Gocce d'inchiostro: Viaggio al termine della notte - Louis Ferdinand Céline

Non fosse stato per il mio amore indissolubile per i classici, quell’insaziabile sete di curiosità che delle volte mi fa pagare il suo caro prezzo, non credo avrei letto e conosciuto una mastodontica opera come questa, nessuna di quelle fatiche ercolani intraprese e che mi vide impelagata per due settimane, sul finire del mese di settembre. Fatiche che, pur quanto abbia tentato di non lasciarmi trasportare dai sentimenti, è stato davvero difficile da comprendere.

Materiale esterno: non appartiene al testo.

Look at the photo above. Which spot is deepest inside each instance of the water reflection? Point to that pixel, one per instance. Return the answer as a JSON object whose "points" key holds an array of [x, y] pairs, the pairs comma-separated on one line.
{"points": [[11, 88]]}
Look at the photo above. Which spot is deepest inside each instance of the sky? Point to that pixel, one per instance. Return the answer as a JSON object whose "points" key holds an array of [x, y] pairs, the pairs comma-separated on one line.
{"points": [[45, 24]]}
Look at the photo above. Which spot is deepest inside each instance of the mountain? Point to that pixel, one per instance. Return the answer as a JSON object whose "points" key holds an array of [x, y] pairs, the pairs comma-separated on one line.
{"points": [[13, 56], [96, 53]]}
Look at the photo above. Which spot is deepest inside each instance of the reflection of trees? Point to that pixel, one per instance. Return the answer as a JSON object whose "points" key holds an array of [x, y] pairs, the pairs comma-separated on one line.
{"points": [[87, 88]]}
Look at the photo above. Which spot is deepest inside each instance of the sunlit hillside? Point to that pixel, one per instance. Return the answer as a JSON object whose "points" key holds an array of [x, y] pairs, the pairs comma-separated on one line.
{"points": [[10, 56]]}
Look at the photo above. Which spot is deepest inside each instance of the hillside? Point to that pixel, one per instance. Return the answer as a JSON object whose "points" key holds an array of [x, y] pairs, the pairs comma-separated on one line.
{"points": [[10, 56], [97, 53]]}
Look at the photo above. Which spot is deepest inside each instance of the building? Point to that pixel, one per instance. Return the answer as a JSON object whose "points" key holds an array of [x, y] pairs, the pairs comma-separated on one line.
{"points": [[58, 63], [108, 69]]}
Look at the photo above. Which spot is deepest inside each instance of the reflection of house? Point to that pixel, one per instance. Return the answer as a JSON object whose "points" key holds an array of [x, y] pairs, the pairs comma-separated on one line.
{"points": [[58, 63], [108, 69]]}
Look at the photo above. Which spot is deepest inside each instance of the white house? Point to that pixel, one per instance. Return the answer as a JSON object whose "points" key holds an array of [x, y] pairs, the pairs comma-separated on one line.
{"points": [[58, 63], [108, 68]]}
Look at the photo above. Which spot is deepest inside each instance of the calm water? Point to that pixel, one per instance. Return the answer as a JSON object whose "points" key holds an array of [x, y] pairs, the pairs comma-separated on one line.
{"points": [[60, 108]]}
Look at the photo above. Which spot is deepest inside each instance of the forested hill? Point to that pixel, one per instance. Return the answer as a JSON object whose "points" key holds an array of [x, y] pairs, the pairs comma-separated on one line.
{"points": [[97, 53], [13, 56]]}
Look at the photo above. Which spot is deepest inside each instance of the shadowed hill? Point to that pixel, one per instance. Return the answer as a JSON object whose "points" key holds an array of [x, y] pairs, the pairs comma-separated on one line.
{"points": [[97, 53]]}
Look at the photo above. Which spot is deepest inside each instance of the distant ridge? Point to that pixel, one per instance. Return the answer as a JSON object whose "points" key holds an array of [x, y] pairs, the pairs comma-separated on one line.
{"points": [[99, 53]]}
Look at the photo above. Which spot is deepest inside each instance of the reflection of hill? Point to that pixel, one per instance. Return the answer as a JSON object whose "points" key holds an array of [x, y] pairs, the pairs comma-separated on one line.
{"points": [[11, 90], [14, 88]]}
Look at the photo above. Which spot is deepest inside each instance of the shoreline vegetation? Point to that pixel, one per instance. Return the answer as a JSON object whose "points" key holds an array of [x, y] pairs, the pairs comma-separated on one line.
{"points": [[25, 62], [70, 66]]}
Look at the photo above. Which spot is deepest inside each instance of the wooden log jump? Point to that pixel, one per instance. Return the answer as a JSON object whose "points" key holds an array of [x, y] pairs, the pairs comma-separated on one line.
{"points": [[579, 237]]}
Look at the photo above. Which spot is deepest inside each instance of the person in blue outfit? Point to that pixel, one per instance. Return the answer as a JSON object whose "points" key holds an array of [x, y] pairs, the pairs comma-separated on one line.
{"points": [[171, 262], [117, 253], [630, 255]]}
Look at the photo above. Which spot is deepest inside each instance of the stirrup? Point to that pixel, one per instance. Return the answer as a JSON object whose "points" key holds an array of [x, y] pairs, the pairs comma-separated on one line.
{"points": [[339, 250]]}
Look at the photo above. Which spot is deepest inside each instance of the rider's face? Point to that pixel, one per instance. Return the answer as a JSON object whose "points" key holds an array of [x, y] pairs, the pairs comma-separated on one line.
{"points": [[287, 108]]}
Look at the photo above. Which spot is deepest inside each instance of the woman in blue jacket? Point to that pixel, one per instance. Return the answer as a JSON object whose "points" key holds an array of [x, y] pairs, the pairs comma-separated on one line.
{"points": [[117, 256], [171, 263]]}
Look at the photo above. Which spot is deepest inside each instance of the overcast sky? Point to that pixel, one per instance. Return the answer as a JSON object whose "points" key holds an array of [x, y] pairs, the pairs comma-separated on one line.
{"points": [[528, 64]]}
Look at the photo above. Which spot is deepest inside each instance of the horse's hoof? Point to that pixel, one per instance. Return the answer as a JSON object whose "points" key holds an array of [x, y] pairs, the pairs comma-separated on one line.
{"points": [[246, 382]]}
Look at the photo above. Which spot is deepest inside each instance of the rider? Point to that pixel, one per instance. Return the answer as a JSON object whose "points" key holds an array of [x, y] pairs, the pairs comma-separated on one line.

Non lasciarsi fagocitare dal sapore di una storia che ha tanto di oscuro, amaro, in cui la brutalità di uno scontro bellico esorbitante, come quello della Prima guerra mondiale, si mostrò esattamente per com’è: crudele, sverginata, irrimediabilmente oscena. E chi si approccia, chi decide di imbarcarsi in questa folle avventura, - non mi riferisco solo a chi legge, ma anche a quelle povere vittime che parteciparono in prima persona -, dovette fare poi i conti con ogni cosa. L’egoismo, la crudeltà, la paura, alimentando e dimostrando come innegabilmente si trattava di elementi che poggiano su una struttura ferrea, d’acciaio o di platino, ma abbastanza durevoli, di cui Celine fece testo mediante una riflessione sul senso della vita. Rendendosi conto come, analizzando ogni cosa, sarebbe stato possibile comprendere chi siamo. Nella solitudine del cuore, seppur si tenti di avanzare in luoghi da cui sembra impossibile uscirne, dona un’immagine cruda e vera della realtà. Inoltrandosi e perdendoci in un viaggio che ha a che fare con l’anima, con l’idea che la notte, così bella ed eterna, possa garantire qualcosa che solo la morte potrà conferire.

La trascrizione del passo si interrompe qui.